Location
- 53 Finchale Road Abbey Wood, Greater London, SE2 9PX England
- Coordinates: 51°29′33″N 0°06′15″E﻿ / ﻿51.4926°N 0.1042°E

Information
- Type: Academy
- Religious affiliation: Roman Catholic
- Established: 1968; 2005
- Department for Education URN: 105135 Tables
- Ofsted: Reports
- Chair: Bernie Borland
- Principal: Siobhan Malone
- Gender: Mixed
- Age: 11 to 16
- Enrolment: 1200 as of January 2021^{[update]}
- Website: http://www.stpaulsacademy.org.uk/

= St Paul's Academy, Abbey Wood =

St Paul's Academy (formerly St Paul's Catholic School) is a mixed Roman Catholic secondary school located in southeast London, England.

== History ==
St Paul's Catholic Secondary School was established in a Victorian school board building on Wickham Lane, Abbey Wood, in 1968.
The school was converted to academy status in 2005, sponsored by the Roman Catholic Archdiocese of Southwark.
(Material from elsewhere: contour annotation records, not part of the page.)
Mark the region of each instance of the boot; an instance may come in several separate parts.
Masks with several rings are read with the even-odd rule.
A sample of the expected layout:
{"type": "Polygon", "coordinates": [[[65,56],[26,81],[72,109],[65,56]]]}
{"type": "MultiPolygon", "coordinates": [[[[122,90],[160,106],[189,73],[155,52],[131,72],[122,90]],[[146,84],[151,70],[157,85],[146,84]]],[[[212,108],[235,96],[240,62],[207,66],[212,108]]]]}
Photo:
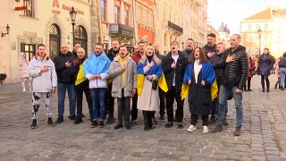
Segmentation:
{"type": "Polygon", "coordinates": [[[148,115],[147,111],[142,111],[144,118],[144,131],[149,130],[148,115]]]}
The school relocated to new buildings in 2010. Previously the school was under the control of Greenwich London Borough Council, and St Paul's continues to coordinate with Greenwich London Borough Council for admissions. 33% of school places are reserved for pupils from the local community, while remaining places are allocated to Roman Catholic pupils.

== Campus ==
The new campus is at the corner of Finchale Road and Church Manor Way, in the Abbey Wood area of the Royal Borough of Greenwich.

== Curriculum ==
St Paul's Academy offers GCSEs and BTECs as programmes of study for pupils. The school has specialisms in Sport and Business & Enterprise, and has additional resources for the specialisms.

== Extracurricular activities ==
The school runs Gaelic football teams in partnership with Dulwich Harps GFC.

== Awards and recognition ==
The school was awarded Beacon Status in 2005.
In February 2013 St Paul's was rated as "Good" by Ofsted.
In the summer of 2019 St Paul's Academy announced that 10% of their Year 11 GCSE students had earned a Grade 7 or above in 5 or more different subjects, an increase of 1.25% on the year prior.